In der Satzung des Zweiten Deutschen Fernsehens wurde betont, dass sich das Programm an alle (Hervorhebung durch Verfasserin) Deutschen richtete und der Wiedervereinigung dienen sollte. Somit sollte auch die DDR in der Berichterstattung berücksichtigt und dabei eine objektive Haltung bewahrt werden.[12][13]

2.2 Aufbau und Funktion des Fernsehens in der DDR

Dem föderalistischen Rundfunksystem in der BRD stand ein zentralstaatlich organisiertes in der DDR gegenüber. Geleitet vom Staatlichen Komitee für Fernsehen beim Ministerrat und kontrolliert durch das Zentralkomitee der SED, diente es als Instrument des Staates zur Steuerung der Gesellschaft und Darstellung der Wirklichkeit im Sinne des Sozialismus.[14] Abgeleitet von der Terminologie Lenins bestand die Funktion des Fernsehens in seiner Rolle als „kollektiver Agitator, Propagandist und Organisator[15] sozialistischer Ideale, d.h. in der parteilichen Berichterstattung im Sinne der SED-Ziele, der ideologischer Erziehung und der Mobilisierung der Bevölkerung, im Sinne der Parteiideologie aktiv zu werden.[16]
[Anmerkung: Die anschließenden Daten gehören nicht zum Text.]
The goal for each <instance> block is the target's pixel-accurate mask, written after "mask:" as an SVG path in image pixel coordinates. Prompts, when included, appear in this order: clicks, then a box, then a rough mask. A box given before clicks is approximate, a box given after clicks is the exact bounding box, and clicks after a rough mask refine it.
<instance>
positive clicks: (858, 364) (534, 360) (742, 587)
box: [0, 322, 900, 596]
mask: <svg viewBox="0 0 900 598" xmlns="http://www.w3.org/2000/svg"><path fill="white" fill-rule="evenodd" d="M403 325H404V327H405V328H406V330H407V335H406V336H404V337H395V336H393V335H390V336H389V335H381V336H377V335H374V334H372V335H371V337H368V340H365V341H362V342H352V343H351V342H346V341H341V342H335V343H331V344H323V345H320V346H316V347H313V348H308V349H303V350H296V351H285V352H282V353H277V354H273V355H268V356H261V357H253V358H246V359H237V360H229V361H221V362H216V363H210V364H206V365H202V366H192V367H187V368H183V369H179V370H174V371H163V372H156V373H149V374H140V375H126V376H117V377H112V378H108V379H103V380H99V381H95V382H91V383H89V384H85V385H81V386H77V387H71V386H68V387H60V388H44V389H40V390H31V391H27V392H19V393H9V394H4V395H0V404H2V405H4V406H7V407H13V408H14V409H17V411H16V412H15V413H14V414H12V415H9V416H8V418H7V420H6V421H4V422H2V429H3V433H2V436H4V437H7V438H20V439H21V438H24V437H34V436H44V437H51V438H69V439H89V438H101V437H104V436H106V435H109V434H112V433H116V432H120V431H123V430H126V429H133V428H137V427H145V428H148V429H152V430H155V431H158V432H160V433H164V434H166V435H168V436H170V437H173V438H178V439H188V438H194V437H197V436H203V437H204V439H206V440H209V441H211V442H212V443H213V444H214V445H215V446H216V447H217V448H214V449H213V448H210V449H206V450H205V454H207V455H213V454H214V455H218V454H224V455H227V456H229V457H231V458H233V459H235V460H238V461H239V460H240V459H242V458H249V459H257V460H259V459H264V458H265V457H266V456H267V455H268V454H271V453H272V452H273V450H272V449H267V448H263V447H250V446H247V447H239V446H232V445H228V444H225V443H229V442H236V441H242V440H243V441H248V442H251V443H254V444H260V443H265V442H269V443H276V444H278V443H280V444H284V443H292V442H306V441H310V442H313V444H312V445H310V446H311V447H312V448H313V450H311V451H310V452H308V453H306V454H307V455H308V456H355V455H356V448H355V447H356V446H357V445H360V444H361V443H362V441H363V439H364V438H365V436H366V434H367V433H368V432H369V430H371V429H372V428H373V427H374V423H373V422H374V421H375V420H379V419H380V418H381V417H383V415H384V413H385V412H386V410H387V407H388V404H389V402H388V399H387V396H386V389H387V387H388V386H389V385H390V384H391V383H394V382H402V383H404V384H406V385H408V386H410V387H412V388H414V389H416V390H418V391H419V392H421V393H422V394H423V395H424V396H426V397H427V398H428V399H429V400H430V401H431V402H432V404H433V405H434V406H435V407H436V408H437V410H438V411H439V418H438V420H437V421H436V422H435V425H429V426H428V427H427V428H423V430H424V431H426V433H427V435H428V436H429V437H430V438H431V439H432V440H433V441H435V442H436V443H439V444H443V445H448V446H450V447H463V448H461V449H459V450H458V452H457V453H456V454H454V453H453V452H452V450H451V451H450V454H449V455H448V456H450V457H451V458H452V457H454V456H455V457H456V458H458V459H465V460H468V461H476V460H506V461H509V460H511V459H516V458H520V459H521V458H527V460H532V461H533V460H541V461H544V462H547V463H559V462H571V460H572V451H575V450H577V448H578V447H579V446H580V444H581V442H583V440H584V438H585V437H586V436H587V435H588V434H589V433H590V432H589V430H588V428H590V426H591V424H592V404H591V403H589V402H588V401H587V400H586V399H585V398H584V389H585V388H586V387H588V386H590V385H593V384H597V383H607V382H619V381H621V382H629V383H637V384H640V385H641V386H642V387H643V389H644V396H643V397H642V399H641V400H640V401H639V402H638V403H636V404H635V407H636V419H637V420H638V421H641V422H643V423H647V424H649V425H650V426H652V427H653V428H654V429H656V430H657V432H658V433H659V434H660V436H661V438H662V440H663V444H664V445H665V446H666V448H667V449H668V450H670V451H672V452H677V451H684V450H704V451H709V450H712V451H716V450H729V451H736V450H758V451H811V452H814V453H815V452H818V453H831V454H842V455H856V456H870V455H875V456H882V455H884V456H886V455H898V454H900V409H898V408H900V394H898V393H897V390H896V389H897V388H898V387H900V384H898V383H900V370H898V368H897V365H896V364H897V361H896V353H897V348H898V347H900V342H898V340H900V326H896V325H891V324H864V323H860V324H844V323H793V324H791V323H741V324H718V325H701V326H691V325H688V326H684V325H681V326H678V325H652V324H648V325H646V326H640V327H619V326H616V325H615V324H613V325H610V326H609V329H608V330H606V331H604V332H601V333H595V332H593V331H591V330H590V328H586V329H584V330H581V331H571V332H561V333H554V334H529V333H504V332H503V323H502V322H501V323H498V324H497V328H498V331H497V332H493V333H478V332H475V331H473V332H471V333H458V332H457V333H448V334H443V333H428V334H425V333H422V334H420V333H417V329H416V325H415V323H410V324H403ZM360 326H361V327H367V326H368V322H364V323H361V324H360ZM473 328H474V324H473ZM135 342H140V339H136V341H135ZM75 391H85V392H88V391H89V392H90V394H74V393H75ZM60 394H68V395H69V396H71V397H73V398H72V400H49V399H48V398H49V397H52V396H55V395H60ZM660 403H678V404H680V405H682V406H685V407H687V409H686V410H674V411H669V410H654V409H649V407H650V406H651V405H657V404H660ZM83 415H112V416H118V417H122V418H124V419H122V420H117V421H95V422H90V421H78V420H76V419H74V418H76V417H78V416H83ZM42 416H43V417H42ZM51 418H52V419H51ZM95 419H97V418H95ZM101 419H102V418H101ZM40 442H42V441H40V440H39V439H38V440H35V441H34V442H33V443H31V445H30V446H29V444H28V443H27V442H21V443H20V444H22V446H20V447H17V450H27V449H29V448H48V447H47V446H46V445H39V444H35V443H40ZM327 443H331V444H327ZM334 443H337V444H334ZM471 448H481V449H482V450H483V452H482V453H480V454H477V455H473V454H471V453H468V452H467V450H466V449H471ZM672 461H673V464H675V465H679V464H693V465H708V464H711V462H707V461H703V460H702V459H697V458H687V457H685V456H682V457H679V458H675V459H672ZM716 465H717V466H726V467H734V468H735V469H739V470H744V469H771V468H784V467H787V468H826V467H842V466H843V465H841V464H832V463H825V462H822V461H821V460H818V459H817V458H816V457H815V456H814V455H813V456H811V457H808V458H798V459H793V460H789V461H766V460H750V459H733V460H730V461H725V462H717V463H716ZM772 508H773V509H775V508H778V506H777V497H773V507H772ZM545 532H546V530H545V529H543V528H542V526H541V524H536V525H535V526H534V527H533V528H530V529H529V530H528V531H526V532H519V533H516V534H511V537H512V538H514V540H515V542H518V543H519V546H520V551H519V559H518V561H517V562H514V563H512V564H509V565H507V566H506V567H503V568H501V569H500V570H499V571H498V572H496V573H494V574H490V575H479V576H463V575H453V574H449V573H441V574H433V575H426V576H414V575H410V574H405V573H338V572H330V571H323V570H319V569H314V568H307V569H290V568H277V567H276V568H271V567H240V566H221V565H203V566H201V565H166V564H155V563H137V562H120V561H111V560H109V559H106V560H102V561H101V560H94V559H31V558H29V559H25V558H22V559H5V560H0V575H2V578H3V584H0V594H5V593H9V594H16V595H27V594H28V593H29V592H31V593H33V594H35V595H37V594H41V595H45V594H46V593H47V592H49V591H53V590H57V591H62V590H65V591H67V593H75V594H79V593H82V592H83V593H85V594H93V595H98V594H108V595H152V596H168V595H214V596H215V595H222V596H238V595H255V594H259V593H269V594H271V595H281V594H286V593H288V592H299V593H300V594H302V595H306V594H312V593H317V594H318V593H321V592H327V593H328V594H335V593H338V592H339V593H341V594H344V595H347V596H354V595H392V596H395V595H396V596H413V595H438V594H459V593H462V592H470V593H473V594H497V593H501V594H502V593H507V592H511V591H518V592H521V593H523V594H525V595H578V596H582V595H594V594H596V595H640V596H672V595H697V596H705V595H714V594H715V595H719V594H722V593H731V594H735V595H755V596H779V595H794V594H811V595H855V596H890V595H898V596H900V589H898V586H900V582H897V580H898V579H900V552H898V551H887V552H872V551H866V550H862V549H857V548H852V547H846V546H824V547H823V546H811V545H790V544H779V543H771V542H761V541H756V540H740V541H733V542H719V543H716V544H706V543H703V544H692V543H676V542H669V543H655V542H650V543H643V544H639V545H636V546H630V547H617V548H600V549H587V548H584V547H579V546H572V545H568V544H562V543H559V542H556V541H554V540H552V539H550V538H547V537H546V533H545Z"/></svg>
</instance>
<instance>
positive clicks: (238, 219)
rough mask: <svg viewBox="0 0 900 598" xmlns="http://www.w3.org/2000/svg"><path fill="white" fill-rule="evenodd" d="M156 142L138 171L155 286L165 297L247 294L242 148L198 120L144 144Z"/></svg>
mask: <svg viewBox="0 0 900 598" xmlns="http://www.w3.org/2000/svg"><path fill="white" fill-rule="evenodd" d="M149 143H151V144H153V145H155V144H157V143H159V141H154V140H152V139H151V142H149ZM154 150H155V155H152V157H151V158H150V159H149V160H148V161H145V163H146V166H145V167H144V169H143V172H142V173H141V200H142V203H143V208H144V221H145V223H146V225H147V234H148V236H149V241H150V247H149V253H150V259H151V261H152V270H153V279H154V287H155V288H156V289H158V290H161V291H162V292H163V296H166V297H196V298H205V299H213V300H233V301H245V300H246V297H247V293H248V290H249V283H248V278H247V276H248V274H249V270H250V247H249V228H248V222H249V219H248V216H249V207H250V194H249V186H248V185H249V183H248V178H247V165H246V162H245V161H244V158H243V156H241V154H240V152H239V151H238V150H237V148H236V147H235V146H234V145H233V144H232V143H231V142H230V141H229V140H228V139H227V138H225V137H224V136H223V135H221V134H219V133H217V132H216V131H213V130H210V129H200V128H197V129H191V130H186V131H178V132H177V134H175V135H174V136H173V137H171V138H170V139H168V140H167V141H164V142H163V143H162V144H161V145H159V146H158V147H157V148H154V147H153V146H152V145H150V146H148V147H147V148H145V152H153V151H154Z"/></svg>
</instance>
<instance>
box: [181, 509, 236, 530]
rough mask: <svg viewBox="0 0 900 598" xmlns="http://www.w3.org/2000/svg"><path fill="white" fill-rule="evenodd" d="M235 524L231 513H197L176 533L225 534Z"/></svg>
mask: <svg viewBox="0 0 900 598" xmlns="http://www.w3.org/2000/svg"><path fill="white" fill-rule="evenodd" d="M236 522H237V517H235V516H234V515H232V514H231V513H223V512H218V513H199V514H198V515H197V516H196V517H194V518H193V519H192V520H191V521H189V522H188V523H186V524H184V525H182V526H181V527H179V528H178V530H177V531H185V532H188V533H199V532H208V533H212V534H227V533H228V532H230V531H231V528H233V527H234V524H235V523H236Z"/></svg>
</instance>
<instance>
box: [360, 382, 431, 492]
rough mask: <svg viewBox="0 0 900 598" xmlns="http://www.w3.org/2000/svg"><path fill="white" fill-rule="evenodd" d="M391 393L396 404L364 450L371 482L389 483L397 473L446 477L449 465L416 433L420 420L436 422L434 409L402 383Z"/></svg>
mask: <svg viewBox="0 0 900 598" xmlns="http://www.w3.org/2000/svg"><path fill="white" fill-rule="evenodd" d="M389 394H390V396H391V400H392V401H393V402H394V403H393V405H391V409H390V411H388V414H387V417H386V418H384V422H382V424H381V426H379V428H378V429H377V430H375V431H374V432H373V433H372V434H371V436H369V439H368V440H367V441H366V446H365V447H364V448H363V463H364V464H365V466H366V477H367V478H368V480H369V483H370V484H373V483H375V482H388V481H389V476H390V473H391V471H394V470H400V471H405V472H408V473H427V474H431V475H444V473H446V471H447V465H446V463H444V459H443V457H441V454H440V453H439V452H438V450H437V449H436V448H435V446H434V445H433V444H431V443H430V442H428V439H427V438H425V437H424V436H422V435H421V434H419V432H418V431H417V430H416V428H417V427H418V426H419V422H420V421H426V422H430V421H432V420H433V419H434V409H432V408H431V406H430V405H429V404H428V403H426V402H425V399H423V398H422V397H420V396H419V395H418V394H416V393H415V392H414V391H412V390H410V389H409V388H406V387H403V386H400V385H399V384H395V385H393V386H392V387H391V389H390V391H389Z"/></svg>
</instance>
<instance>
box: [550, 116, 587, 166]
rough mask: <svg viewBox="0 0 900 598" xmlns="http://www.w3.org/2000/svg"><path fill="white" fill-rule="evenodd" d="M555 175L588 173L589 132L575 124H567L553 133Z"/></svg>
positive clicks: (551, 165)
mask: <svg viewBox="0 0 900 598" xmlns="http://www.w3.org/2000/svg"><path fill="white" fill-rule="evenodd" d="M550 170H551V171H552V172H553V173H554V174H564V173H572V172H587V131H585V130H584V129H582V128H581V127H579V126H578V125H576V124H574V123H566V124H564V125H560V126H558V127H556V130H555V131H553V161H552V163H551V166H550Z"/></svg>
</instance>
Vor allem die Aktuelle Kamera, die Nachrichten des DDR-Fernsehens, fungierte als Sprachrohr der SED, und die AK-Redaktion bestand fast vollständig aus Parteimitgliedern. Die Pressefreiheit, die auch die DDR-Verfassung garantierte, galt nur entsprechend weiterer Grundsätze der Verfassung und damit dem Prinzip des demokratischen Zentralismus untergeordnet.[17] Gerechtfertigt wurde die staatliche Lenkung und Kontrolle auch dadurch, dass die Partei in ihrem Wirken die kollektive Vernunft verkörpere und deshalb stellvertretend die wahre öffentliche Meinung vertrete.[18] Die Medien waren deshalb gezwungen, entsprechend der Ziele der Partei zu agieren und diese bei der moralischen Erziehung der Gesellschaft zu unterstützen und die Bürger zu mobilisieren, im Sinne des Sozialismus zu handeln und an diesem aktiv mitzuwirken[19], mit anderen Worten, den „neuen sozialistischen Menschen[20] im Sinne der marxistisch-leninistischen Weltanschauung zu formen. Die Bewusstseinsbeeinflussung wurde als Voraussetzung gesellschaftlicher Weiterentwicklung in Richtung der angestrebten sozialistischen Ziele betrachtet.[21]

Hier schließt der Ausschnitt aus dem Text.